Part of the reason they don’t know what it means is because so many people insist on using it as a piece of bullshit jargon where it makes no sense.
So when they do come across someone using the term properly, they muddle everything up and make it so much harder.
If people left terms alone rather than deciding ‘ooh, that sounds important’ and appropriating it for nonsensical uses, then it would all be fine.
people across organisations should be talking about actual due diligence. The problem is that some of them are talking shite instead under that banner.
That’s the problem with so many terms.
However, it is undeniable that the language used within agile often verges on the absurd. It is a legitimate project management practice but that doesn’t make the way in which things are framed within it any less ridiculous.

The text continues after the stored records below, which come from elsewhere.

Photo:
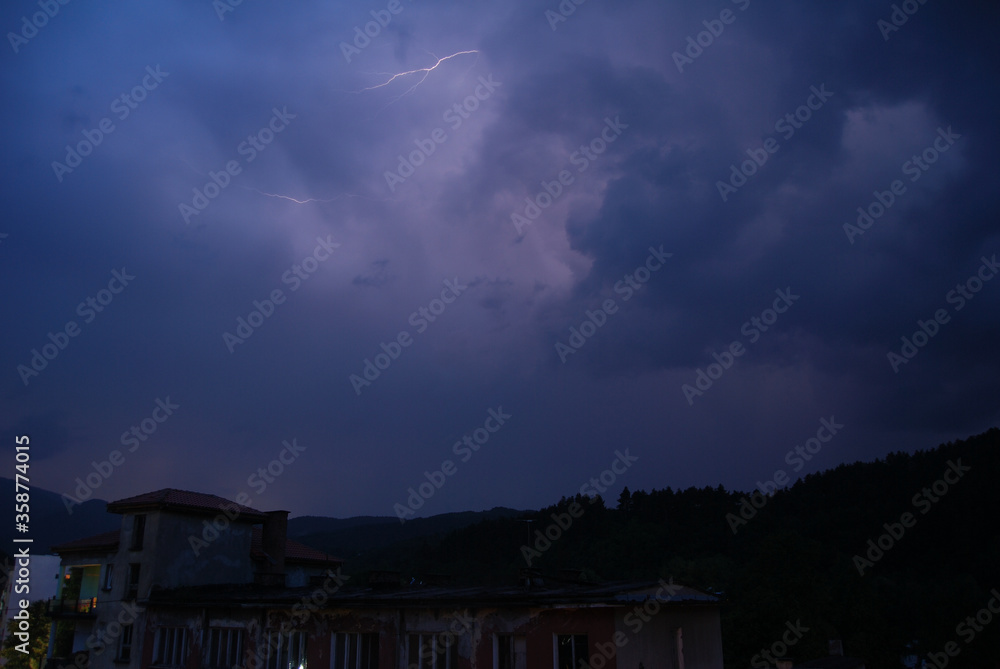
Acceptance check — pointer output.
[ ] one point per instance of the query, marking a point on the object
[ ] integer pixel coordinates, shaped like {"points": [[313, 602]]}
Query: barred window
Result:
{"points": [[571, 651], [225, 647], [354, 651], [432, 651], [170, 647], [286, 651]]}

It’s also widely appropriated and misused across organisations. I worked in a public sector team that claimed to work in agile ways. What that meant was they’d simply renamed standard team meetings ‘scrums’ and used ‘sprint’ to describe the steps in their spreadsheets setting out the project timelines over the next year or two. It’s not agile when you start off specifying exactly what will happen in ‘sprint 15’ before the project has even begun. Even if you call your spreadsheet a ‘roadmap’.
Legitimate terms are quite easily turned into organisational bullshit by the ways in which they are used. Defending the legitimacy of the terms when used appropriately doesn’t change the fact that Dave in marketing is talking absolute shite using those terms.